Updated by livdywan over 1 year ago
- Status changed from Feedback to Resolved
Ultimately this is due to #132146#note-35 but the fact that the pipeline succeeded is not great so I'm adding pipefail so ideally it will fail in this case.
MR was been merged. The refresh pipeline succeeded because apparently in the meanwhile the underlying issue as been resolved. Let's assume we're good here, and see #132146 for more issues related to the move.

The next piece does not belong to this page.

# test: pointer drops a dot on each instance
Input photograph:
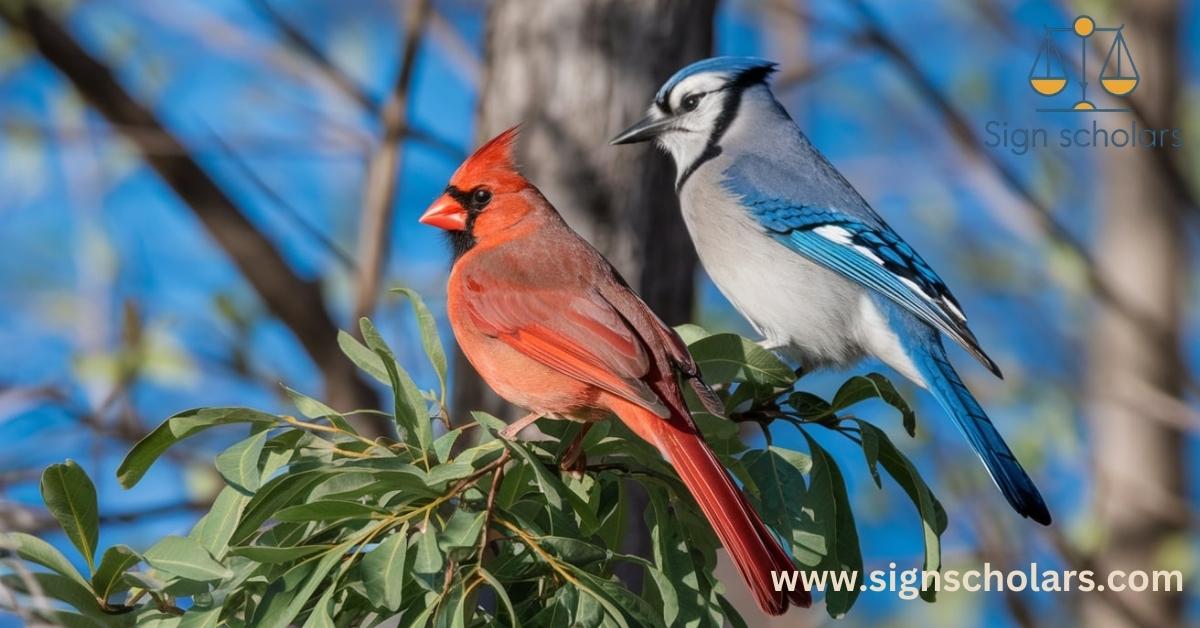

Updated by okurz over 1 year ago
- Status changed from Resolved to Workable
https://gitlab.suse.de/openqa/salt-states-openqa/-/jobs/1790147 is an example of deploy running into 2h timeout now. I suggest we try the further still open suggestions from the ticket, e.g. to use the timeout
command for the inner layer of command executions
Updated by okurz over 1 year ago
- Related to action #134810: [tools] GitlabCI deploy on salt-states-openqa took too much time added
Updated by okurz over 1 year ago
- Related to action #134819: Errors in salt minion and master log on osd added
Updated by nicksinger over 1 year ago
We realized that our deploy-step does not only execute the highstate but also the telegraf check which is completely silent and causes the pipeline to look like salt is still running. To avoid this I split out our post-deploy step into an extra stage here: https://gitlab.suse.de/openqa/salt-states-openqa/-/merge_requests/954
Updated by okurz over 1 year ago
another recent example: https://gitlab.suse.de/openqa/salt-states-openqa/-/jobs/1792093
Updated by okurz over 1 year ago
- Status changed from Workable to Feedback
- Assignee changed from livdywan to okurz
Updated by okurz over 1 year ago
Updated by okurz over 1 year ago
- Due date deleted (
2023-09-08) - Status changed from Feedback to Resolved
We have not seen timeout since then and we applied multiple measures to prevent the situation. Ready to be surprised by new failures anyway :)